Bila saja riwayat ini shahih, akan hilanglah perselisihan dalam hal ini. Namun riwayat ini lemah, wallahu a’lam.
Dzulqarnain Seorang Nabi?
Ada yang mengatakan bahwa dia adalah seorang nabi sebagaimana yang telah lalu. Hal ini diriwayatkan dari Abdullah bin ‘Amr bin Al-‘Ash radhiyallahu ‘anhuma, dan ini merupakan hal yang zhahir dari Al-Qur`an.
Diriwayatkan oleh Al-Hakim dari hadits Abu Hurairah radhiyallahu ‘anhu, Nabi Shallallahu ‘alaihi wa sallam bersabda: “Aku tidak tahu, Dzulqarnain itu nabi atau bukan.”

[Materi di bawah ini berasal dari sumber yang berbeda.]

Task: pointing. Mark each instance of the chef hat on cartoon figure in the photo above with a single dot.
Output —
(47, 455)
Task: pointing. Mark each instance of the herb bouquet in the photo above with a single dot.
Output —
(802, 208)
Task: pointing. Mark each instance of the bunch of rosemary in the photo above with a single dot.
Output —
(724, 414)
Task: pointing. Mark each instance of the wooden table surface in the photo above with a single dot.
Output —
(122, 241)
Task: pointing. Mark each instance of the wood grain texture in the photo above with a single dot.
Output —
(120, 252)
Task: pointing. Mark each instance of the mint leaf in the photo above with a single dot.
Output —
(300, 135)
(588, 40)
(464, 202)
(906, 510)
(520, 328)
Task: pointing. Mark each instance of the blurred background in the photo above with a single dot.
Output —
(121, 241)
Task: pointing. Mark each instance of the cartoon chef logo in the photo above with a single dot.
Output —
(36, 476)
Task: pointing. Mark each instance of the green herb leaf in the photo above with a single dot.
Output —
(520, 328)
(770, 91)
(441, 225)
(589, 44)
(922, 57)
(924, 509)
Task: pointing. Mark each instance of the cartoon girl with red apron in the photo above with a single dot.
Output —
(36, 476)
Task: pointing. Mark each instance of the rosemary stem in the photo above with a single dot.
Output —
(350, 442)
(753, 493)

Wahb menyebutkan dalam Al-Mubtada` bahwa Dzulqarnain adalah seorang hamba yang shalih yang diutus kepada empat umat, dua umat terletak di antara panjang bumi, sedangkan dua umat yang lain terletak di antara lebar bumi. Umat tersebut adalah Nasik dan Munsik serta Ta`wil dan Hawil. Kemudian Wahb menyebutkan kisah yang panjang yang dibawakan Ats-Tsa’labi dalam tafsirnya.
Az-Zubair menyebutkan pada permulaan kitab An-Nasab: Ibrahim ibnul Mundzir menceritakan kepada kami, dari Abdul Aziz bin ‘Imran, dari Hisyam bin Sa’d, dari Sa’id bin Abi Hilal, dari Al-Qasim bin Abi Bazzah dari Abu Thufail, dia berkata: Aku mendengar Ibnul Kawwa berkata kepada ‘Ali bin Abi Thalib radhiyallahu ‘anhu: “Kabarkan kepadaku, siapakah Dzulqarnain itu?” ‘Ali radhiyallahu ‘anhu menjawab: “Dia adalah seorang yang mencintai Allah Subhanahu wa Ta’ala sehingga Allah Subhanahu wa Ta’ala pun mencintainya. Allah Subhanahu wa Ta’ala mengutusnya kepada kaumnya, lalu mereka memukul qarn (tanduk) nya sekali pukul yang menyebabkan kematiannya. Lalu Allah Subhanahu wa Ta’ala mengutusnya kembali kepada mereka, namun mereka kembali memukul qarn (tanduk) nya sekali pukul yang menyebabkan kematiannya. Lalu Allah Subhanahu wa Ta’ala bangkitkan dia, sehingga dia dinamakan Dzulqarnain (yang memiliki dua tanduk).”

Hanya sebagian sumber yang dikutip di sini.